In remote villages of Kilifi, people with microcephaly are reportedly shunned and treated as outcasts and it is said at times they are secretly and quietly strangled to death shortly after birth. “Where they come from, they are regarded as bad omen, in fact some believe they are the cause of long droughts in parts of Kilifi. They are, therefore, regarded as angels of starvation, which has ravaged parts of Ganze and Bamba.

“However, looking at it critically, these are unfounded beliefs, which have no scientific connections to climatic conditions,” the school’s principal Patrick Muzungu, who is also a local resident says.

According to the school boss, following the negative belief attached to people with microcephaly condition in the region, majority of those who survive past the teenage stage end up wallowing in severe marginalisation throughout their life time.

“When left in the villages, most of them  die prematurely because of the unfair life they live. Some of them are exposed to excessive consumption of palm wine and are subjected to serial sexual abuse by sex pests,” he says.

Deputy school head John Barisa says it is against the above backdrop that Mombasa Cement embarked on a door-to-door mission to help them.

“When we started in 2006 our unit just had 17 children and so we started going door-to-door, village to village searching for these children and then we started holding barazas and that was when parents started bringing their children here,” Barisa says.

Barisa says they require 24/7 close monitoring since some of them fall sick easily.

Mombasa Cement and Corrugated Group human resource manager, Akram Mohammed, says caring for the disadvantaged is part of the corporate social responsibility programme.

But what’s most puzzling even to the school administration is the high concentration of people with microcephaly condition in the remote parts of lower side of the Coast, predominantly Kilifi.  

Some locals believe increased cases of incest could be responsible for expanding population of people born with microcephaly.

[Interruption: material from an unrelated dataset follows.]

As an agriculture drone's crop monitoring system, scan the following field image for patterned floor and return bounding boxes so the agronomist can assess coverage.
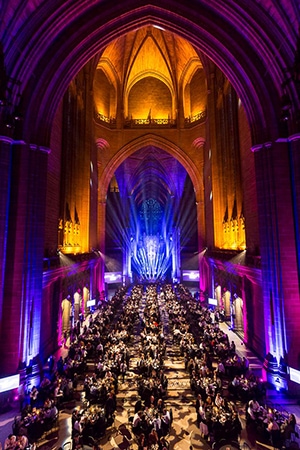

“We have cases of families intermarrying amongst themselves and fathers getting children with their own daughters…now such things are both culturally and religiously incorrect and we believe they are the reason why we have such cases growing by the day,” says James Katana, an elder in Garashi, Magarini constituency in Kilifi.

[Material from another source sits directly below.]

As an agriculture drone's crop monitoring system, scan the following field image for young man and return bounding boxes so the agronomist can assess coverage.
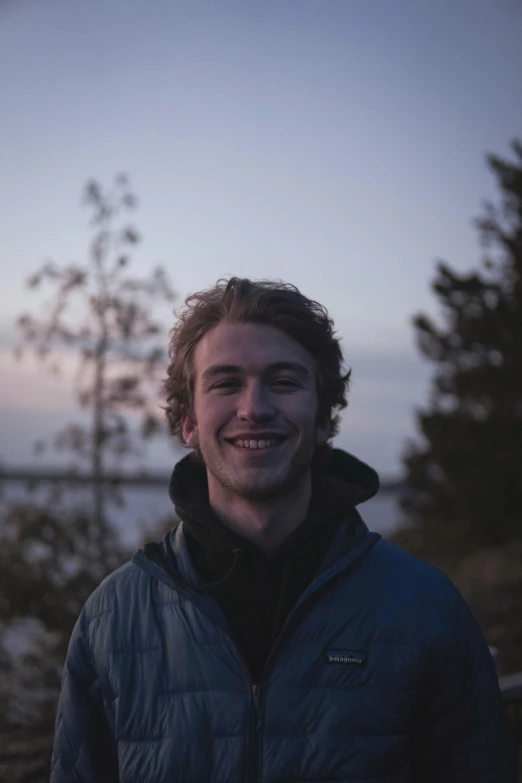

However, World Health Organisation website states that there are many potential causes of microcephaly, but often the cause remains unknown. 

The most common causes include- infections during pregnancy: toxoplasmosis (caused by a parasite found in undercooked meat), Campylobacter pylori, rubella, herpes, syphilis, cytomegalovirus, HIV and Zika viruses.

Maternal exposure to heavy metals like arsenic and mercury, alcohol, radiation, smoking and severe malnutrition have also been singled out by WHO as some of the possible causes of the abnormality.